Posts from Rice in thread „Is the Second Amendment a sacred cow?“

    The NRA has subverted the real purpose of the 2nd Amendment, and it has paid off richly for their sponsors, the gun mfgrs and dealers. People rabid on the subject cannot seem to grasp the difference between the right to own firearms for hunting and protecting one's household, and the right to own weapons meant to bring down an entire herd of stampeding armored tanks.


    While I greatly admire the Florida students attempting to change America's culture of gun violence, they have a steep uphill climb to get legislative changes on even the most egregious abuses. And a possible repeal of the Second Amendment is sheer fantasy.

    You’re right - the self-proclaimed ‘busethicsdude’ IS drunk with his own eloquence, but makes a fair point.


    However much I would love for the US to return to civil discourse and cross the great divide, it seems that even the most innocent comment by someone on the OTHER side of the divide brings about a disproportionately pugnacious response.

    Vulgarity, lying and bullying at a level once unthinkable among the commonest of men is now the coin of the realm from the lowest to the formerly loftiest.


    To quote the good professor:

    Samuel Johnson observed, "When once the forms of civility are violated, there remains little hope of return to kindness or decency." Let us endeavor to rediscover the lost art of civil conversation and regain hope.”


    [See — I’ve just hijacked my own thread, from the fantasy concept of repealing the 2nd amendment, to the lost land of civil discourse. If I had a semiautomatic weapon, I’d shoot myself.]

    A retired US Supreme Court Justice, nominated by (republican) President Gerald Ford, has commented that the students demonstrating in favor of gun safety legislation should, in fact, go further.

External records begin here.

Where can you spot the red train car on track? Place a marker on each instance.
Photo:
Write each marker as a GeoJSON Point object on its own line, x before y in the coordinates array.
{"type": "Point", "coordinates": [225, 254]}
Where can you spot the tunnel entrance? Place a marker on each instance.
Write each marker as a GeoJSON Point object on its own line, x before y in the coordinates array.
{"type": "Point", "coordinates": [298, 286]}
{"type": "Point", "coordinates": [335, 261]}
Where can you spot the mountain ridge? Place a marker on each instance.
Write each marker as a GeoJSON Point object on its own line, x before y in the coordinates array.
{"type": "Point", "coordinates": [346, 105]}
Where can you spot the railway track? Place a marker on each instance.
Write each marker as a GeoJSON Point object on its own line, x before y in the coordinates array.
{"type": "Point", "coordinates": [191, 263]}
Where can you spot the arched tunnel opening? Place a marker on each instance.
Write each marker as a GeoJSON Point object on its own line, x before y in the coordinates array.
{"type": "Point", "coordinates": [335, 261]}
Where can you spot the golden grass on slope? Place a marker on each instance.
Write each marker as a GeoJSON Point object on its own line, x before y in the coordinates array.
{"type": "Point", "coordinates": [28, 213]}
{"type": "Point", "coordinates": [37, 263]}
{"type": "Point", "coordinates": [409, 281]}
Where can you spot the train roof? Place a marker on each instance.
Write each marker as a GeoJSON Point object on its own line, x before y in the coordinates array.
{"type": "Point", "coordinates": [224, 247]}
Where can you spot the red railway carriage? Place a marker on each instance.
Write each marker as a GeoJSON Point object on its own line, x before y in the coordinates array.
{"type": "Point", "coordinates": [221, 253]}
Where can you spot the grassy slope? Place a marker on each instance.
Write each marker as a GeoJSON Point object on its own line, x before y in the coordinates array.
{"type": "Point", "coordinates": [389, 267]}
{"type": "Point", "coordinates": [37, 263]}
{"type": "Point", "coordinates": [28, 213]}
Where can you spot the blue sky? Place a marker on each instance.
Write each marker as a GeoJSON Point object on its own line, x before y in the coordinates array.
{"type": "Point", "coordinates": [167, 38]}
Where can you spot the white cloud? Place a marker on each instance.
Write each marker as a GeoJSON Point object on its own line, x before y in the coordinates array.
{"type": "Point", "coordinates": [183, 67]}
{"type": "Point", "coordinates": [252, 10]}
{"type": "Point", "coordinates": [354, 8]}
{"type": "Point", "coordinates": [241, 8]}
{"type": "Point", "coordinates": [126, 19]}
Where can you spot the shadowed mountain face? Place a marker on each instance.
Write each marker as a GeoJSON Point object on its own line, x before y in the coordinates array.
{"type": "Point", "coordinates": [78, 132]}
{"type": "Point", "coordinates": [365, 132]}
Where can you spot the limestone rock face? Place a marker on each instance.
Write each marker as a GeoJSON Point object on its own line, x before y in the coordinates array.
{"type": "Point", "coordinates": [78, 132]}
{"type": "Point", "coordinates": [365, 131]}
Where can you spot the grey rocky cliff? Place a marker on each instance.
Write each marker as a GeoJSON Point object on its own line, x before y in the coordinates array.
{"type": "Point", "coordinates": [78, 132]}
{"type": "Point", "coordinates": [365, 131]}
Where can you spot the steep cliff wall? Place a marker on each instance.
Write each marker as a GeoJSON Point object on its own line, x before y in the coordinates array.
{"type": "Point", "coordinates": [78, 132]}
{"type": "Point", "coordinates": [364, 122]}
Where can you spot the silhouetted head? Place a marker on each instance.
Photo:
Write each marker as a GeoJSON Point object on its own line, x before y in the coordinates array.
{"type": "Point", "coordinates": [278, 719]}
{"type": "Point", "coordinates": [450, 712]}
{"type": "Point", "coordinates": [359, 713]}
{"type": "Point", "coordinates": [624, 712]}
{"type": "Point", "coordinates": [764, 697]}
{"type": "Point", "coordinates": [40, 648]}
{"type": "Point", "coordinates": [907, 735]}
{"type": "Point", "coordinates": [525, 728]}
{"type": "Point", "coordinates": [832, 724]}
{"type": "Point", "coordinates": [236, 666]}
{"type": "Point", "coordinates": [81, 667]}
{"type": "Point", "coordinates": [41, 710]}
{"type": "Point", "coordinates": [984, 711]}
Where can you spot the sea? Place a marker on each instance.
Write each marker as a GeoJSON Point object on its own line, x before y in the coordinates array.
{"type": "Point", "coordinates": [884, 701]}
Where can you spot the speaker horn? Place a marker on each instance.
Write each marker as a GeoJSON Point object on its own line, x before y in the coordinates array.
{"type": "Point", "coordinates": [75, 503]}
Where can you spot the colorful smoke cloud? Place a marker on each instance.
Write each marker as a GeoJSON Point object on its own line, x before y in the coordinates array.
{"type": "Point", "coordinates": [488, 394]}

    Justice John Paul Stevens has recommended that the Second Amendment should be repealed.


    "Concern that a national standing army might pose a threat to the security of separate states led to the adoption of that amendment, which provides that a 'well regulated militia, being necessary to the security of a free state, the right of the people to keep and bear arms, shall not be infringed,'" Stevens wrote. "Today that concern is a relic of the 18th century."


    Stevens pointed to District of Columbia v. Heller, the 2008 landmark case that protected an individual's right to possess a firearm unconnected to a militia, as a turning point. The ruling — of which Stevens was a dissenter — overturned "long-settled understanding of the Second Amendment's limited reach," he said, and gave the National Rifle Association "a propaganda weapon of immense power."


    "Overturning that decision via a constitutional amendment to get rid of the Second Amendment would be simple and would do more to weaken the NRA's ability to stymie legislative debate and block constructive gun control legislation than any other available option," he wrote.


    While it would be hard to argue with his conclusion regarding the effect of breaking NRA control, he is certainly an optimist in thinking that overturning the DC v Heller decision through a constitutional amendment to deep-six the amendment most worshipped by some, would be simple!